Ain­si, depuis la venue de Jésus, l’humanité vit-elle une ten­sion entre un déjà-là et un pas-encore. Le pré­sent tran­si­toire des hommes et le don que Dieu leur des­tine dans l’au-delà ne sont pas des réa­li­tés exté­rieures l’une à l’autre. Le salut est accom­pli, l’Esprit de Dieu a été don­né, les sacre­ments sont là pour faire vivre les hommes de la « vie éter­nelle ». « Celui qui mange ma chair et boit mon sang, dit Jésus dans l’évangile de saint Jean, a la vie éter­nelle, et moi, je le res­sus­ci­te­rai au der­nier jour. »

Sans doute l’humanité doit-elle encore pas­ser par une « rup­ture », afin d’entrer dans la gloire plei­ne­ment mani­fes­tée de Dieu. Mais, en défi­ni­tive, la vie qui nous est pro­mise en Dieu n’est pas autre que celle dont nous vivons déjà : nous avons la vie éter­nelle. Entre le mys­tère du Christ vécu aujourd’hui dans la grâce et le mys­tère du Christ en gloire où Dieu sera mani­fes­té tout en tous il n’y a pas de dif­fé­rence essen­tielle ; il y a seule­ment la dis­tance entre ce qui est encore en cours d’accomplissement, mais sans pou­voir régres­ser, et ce qui est tota­le­ment accompli.

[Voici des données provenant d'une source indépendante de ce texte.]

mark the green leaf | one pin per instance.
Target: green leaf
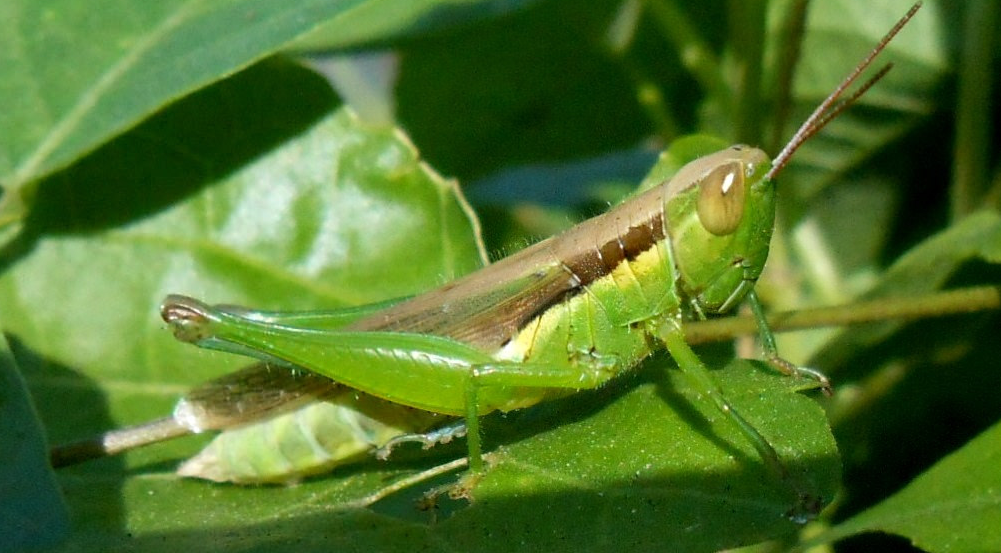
(954, 506)
(33, 514)
(327, 217)
(76, 74)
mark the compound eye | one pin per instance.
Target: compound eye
(721, 198)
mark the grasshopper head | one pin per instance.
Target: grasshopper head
(720, 211)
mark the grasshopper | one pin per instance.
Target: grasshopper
(567, 314)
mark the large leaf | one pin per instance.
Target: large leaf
(954, 506)
(76, 74)
(33, 513)
(539, 87)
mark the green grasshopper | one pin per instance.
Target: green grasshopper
(567, 314)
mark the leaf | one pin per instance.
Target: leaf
(94, 70)
(33, 513)
(954, 506)
(302, 225)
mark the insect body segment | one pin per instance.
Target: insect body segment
(595, 301)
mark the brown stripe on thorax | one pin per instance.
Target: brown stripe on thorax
(592, 263)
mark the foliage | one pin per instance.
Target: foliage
(187, 147)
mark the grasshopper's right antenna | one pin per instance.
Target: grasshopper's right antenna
(831, 107)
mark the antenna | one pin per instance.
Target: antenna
(831, 107)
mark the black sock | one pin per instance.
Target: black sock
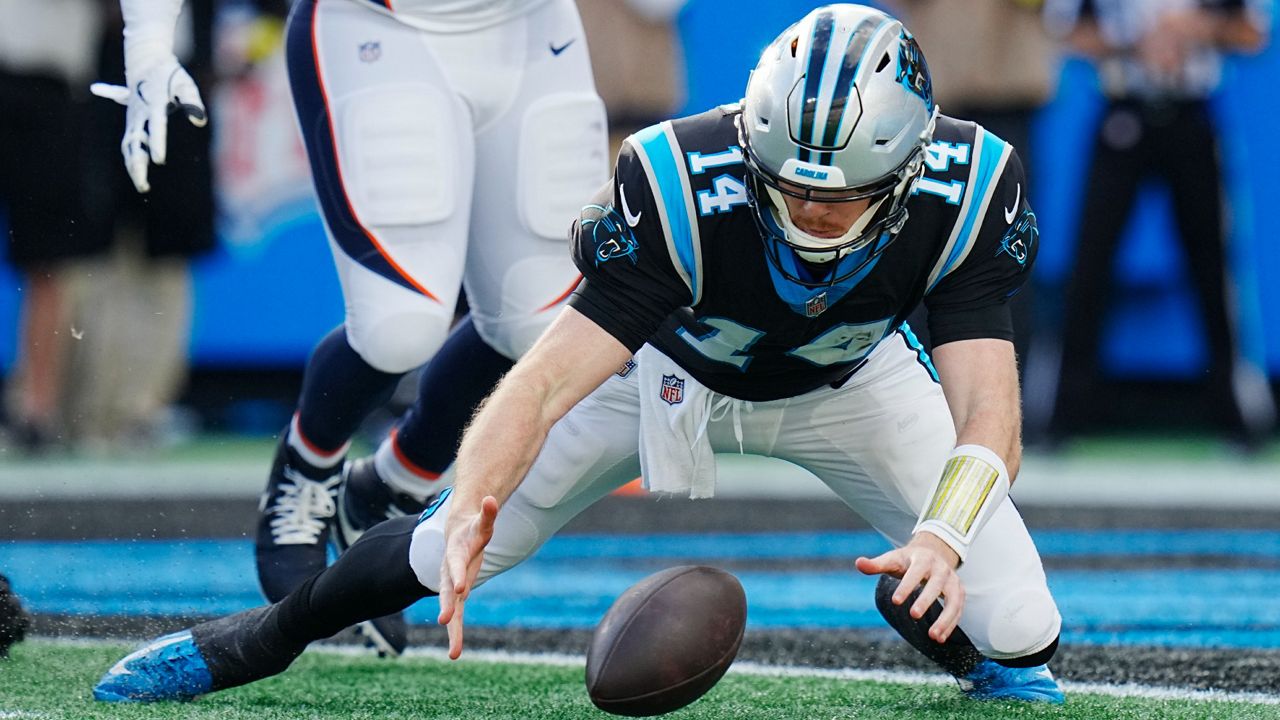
(458, 377)
(339, 390)
(371, 579)
(956, 656)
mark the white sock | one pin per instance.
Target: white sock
(400, 475)
(310, 454)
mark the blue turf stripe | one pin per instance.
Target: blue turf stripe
(574, 579)
(654, 144)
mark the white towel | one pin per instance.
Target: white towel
(675, 451)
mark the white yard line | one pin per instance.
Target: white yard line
(897, 677)
(1138, 482)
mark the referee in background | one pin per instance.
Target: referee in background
(1159, 62)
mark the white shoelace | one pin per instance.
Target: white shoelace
(304, 507)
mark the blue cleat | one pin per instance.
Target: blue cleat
(992, 680)
(169, 668)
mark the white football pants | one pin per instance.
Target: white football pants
(442, 159)
(880, 442)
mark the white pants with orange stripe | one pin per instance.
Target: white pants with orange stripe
(878, 442)
(444, 160)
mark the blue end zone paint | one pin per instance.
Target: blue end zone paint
(574, 579)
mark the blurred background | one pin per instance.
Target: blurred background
(150, 356)
(242, 310)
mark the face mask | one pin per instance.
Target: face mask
(821, 249)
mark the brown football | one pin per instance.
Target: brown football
(666, 641)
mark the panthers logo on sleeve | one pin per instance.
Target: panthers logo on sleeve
(913, 72)
(1020, 237)
(611, 236)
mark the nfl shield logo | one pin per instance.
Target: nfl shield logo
(626, 369)
(370, 51)
(672, 390)
(817, 305)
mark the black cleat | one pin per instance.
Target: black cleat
(364, 501)
(293, 523)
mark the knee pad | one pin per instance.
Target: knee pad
(1023, 623)
(563, 159)
(400, 154)
(398, 341)
(513, 333)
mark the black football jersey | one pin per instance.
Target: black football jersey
(672, 254)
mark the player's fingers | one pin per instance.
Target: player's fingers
(887, 564)
(117, 92)
(912, 579)
(455, 628)
(136, 160)
(158, 132)
(929, 593)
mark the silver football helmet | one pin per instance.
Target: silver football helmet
(839, 108)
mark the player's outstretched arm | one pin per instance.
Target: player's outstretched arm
(571, 359)
(979, 378)
(155, 85)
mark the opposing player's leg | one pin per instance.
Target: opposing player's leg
(880, 442)
(540, 153)
(406, 470)
(371, 579)
(539, 158)
(391, 156)
(588, 454)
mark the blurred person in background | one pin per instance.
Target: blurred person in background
(995, 64)
(451, 145)
(1159, 63)
(46, 55)
(635, 33)
(133, 302)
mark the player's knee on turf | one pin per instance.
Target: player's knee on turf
(1016, 627)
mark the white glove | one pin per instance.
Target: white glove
(164, 89)
(155, 85)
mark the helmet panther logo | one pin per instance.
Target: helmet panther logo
(913, 72)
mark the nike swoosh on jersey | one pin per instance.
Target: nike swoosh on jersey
(632, 220)
(1011, 212)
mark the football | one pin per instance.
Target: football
(666, 641)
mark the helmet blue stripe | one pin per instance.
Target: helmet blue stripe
(818, 48)
(855, 54)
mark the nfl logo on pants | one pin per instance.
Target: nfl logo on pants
(672, 390)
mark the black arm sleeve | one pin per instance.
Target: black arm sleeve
(973, 301)
(630, 283)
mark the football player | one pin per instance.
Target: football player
(407, 110)
(749, 270)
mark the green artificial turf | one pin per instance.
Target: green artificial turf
(54, 680)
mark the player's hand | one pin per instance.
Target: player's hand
(465, 538)
(161, 89)
(924, 560)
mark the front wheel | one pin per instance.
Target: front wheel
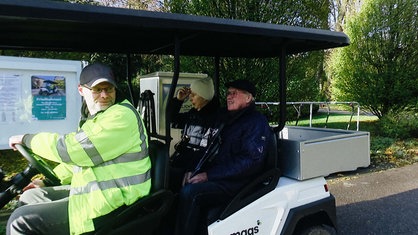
(319, 230)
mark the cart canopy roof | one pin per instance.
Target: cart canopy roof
(60, 26)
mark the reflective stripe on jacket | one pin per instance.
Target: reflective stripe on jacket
(106, 161)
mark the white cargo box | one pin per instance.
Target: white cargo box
(312, 152)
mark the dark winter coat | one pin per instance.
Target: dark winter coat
(242, 151)
(199, 126)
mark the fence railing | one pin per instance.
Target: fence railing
(355, 107)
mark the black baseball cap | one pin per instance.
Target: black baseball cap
(242, 84)
(96, 73)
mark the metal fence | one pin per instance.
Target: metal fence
(355, 108)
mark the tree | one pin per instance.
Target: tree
(379, 68)
(305, 71)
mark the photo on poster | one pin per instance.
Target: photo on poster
(49, 97)
(10, 98)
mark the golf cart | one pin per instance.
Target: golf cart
(290, 197)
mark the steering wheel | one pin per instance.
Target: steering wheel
(37, 162)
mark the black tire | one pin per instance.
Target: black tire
(319, 230)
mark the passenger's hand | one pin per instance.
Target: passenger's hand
(13, 140)
(183, 93)
(199, 178)
(36, 183)
(186, 178)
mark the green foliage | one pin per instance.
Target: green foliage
(401, 124)
(304, 71)
(379, 68)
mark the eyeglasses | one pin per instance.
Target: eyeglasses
(96, 90)
(235, 92)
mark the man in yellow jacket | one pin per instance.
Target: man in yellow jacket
(102, 166)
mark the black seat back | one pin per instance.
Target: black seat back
(159, 160)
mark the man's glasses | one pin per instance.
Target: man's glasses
(234, 93)
(96, 90)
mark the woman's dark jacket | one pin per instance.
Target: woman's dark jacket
(199, 126)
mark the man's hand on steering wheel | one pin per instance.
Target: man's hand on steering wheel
(16, 139)
(15, 142)
(36, 183)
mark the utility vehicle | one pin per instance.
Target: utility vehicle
(290, 197)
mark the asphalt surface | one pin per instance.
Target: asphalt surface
(377, 203)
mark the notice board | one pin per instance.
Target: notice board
(38, 95)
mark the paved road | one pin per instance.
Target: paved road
(377, 203)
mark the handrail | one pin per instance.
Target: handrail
(327, 103)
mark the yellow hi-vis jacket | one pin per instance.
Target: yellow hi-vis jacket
(106, 161)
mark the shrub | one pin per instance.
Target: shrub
(401, 124)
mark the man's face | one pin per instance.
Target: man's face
(198, 102)
(99, 97)
(237, 99)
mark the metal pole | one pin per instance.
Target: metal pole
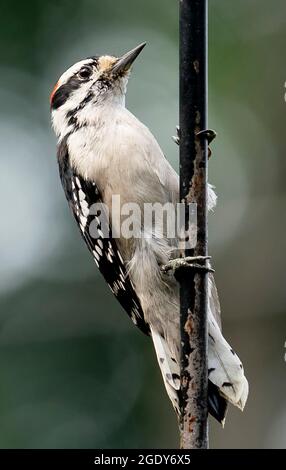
(193, 188)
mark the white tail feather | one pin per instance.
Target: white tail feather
(225, 367)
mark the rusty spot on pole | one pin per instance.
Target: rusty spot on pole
(197, 66)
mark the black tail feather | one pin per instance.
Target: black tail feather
(216, 403)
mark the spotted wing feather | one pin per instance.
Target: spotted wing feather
(82, 196)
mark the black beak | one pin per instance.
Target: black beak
(124, 63)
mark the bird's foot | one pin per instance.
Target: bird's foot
(189, 262)
(209, 134)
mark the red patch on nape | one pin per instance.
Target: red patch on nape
(53, 92)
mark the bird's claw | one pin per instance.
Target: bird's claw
(188, 262)
(209, 134)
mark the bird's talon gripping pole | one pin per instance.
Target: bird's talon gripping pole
(208, 134)
(189, 262)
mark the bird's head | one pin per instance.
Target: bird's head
(88, 86)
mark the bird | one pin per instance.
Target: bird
(104, 152)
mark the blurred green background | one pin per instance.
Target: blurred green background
(74, 372)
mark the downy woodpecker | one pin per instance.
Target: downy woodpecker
(103, 150)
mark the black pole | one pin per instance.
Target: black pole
(193, 184)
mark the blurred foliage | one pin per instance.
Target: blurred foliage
(74, 372)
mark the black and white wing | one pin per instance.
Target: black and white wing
(82, 197)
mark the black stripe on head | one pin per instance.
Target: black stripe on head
(64, 91)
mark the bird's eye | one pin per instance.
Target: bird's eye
(85, 72)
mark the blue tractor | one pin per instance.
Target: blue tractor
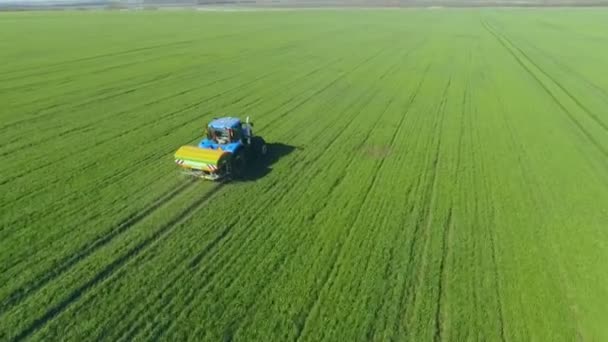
(228, 149)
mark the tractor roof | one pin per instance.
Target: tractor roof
(227, 122)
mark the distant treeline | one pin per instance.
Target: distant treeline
(158, 4)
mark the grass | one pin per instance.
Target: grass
(443, 176)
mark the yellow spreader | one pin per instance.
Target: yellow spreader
(206, 163)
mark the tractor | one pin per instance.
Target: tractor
(227, 150)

Naguère, après la deuxième guerre mon­diale, Oscar Cull­mann avait popu­la­ri­sé cette don­née en uti­li­sant l’image par­lante du jour J et du jour V. Le jour J était celui du débar­que­ment en Nor­man­die et le jour V celui de la vic­toire finale. À par­tir du moment où le débar­que­ment était réus­si, on pou­vait consi­dé­rer la guerre comme gagnée. Ce suc­cès était irré­ver­sible. Pour­tant la guerre conti­nuait, avec son cor­tège de drames et de morts. Ce n’est qu’au jour V que la paix tant atten­due pou­vait ouvrir à une ère de vrai bon­heur. Cette vue doit chan­ger notre regard et sur la vie pré­sente et sur la vie atten­due. Car si le « défi­ni­tif » est déjà là, cela veut dire aus­si que ce que nous fai­sons ici-bas a valeur défi­ni­tive, et peut entrer dans ce grand mou­ve­ment de salut. Il n’y a plus de rup­ture entre le temps et l’éternité : par le Christ, le temps a enfan­té un salut éternel.